Which gave the same error.

Bubblemelon commented 6 years ago

Like to note that openshift/origin-node:latest i.e. openshift v3.11.0-alpha.0+90e2736-260 is running Kubernetes v1.11.0+d4cacc0.

That version of kubelet should include this fix

Bubblemelon commented 6 years ago

@derekwaynecarr what are your thoughts on this?

mrunalp commented 6 years ago

cadivor doesn't like /sys:/sys:ro. See https://github.com/google/cadvisor/issues/1843

Bubblemelon commented 6 years ago

This same error,

kubelet.go:1312] Failed to start cAdvisor inotify_add_watch /sys/fs/cgroup/cpuacct,cpu: no such file or directory

Still occurs when /sys is changed to read and write within the kubelet.service file.

.
.
ExecStart=/usr/bin/docker \
  run \
 .
 .
 --volume /sys:/sys:rw \
.

Note that on RHCOS, the file is in this format: /sys/fs/cgroup/cpu,cpuacct

If both of these were added, under ExecStart=/usr/bin/docker \

    --volume /sys:/sys:rw \
    --volume=/sys/fs/cgroup/cpu,cpuacct:/sys/fs/cgroup/cpuacct,cpu:rw \

This error would occur:

kubelet.service holdoff time over, scheduling restart.
Starting Kubernetes Kubelet...
Started Kubernetes Kubelet.
container_linux.go:247: starting container process caused "process_linux.go:364: container init caused 
\"rootfs_linux.go:54: mounting \\\"/sys/fs/cgroup/cpu,cpuacct\\\" to rootfs 
\\\"/var/lib/docker/overlay2/8c95a16f4cad1f014091093c62248c6c0f27bcde879606cef6220f7db4521708/
merged\\\" at \\\"/var/lib/docker/overlay2/8c95a16f4cad1f014091093c62248c6c0f27bcde879606cef6220f7db4521708/
merged/sys/fs/cgroup/cpuacct,cpu\\\" caused \\\"no space left on device\\\"\""
 /usr/bin/docker-current: Error response from daemon: oci runtime error: Failed to remove paths: 
map[cpu:/sys/fs/cgroup/cpu,cpuacct/system.slice/docker-afc3a2d6c323ed28a6c7e6586239cb4db8b79b591513eb229ca6fa1eb0bead3b.scope 
cpuacct:/sys/fs/cgroup/cpu,cpuacct/system.slice/docker-afc3a2d6c323ed28a6c7e6586239cb4db8b79b591513eb229ca6fa1eb0bead3b.scope].
ashcrow commented 6 years ago

@crawford do you mind stating what priority you think this should have? Or if the workaround in use should be applied in the RHCOS spins itself? This would clarify if @Bubblemelon and @mrunalp should keep digging on this specific issue.
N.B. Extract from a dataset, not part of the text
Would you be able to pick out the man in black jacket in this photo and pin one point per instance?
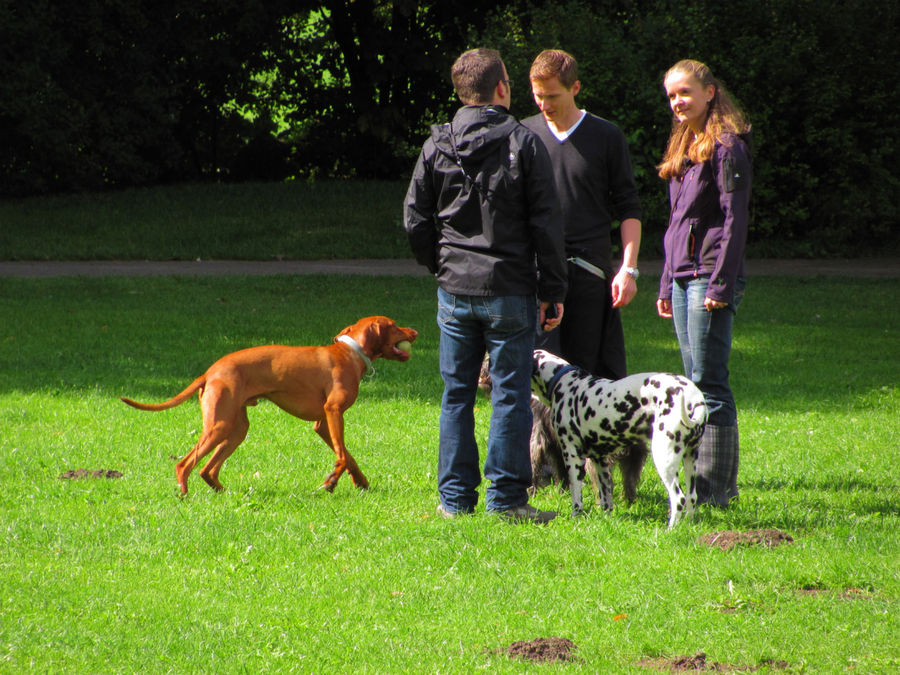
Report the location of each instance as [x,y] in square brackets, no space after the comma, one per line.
[481,214]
crawford commented 6 years ago

This needs to be fixed in the Kubelet. If the OS team is going to tackle that, then I think this bug should stay. Otherwise, let's close this and let @derekwaynecarr and his team tackle the issue. Either way, this is a low priority. I have a workaround (it's ugly, but it works).

ashcrow commented 6 years ago

Since this is kubelet related we should pass it over to @derekwaynecarr's team and link back to this issue so they don't have to re-do all of the good debugging done so far.

Bubblemelon commented 6 years ago

Moved this issue over to openshift/origin

ashcrow commented 6 years ago

Closing since the fix must be done in another codebase.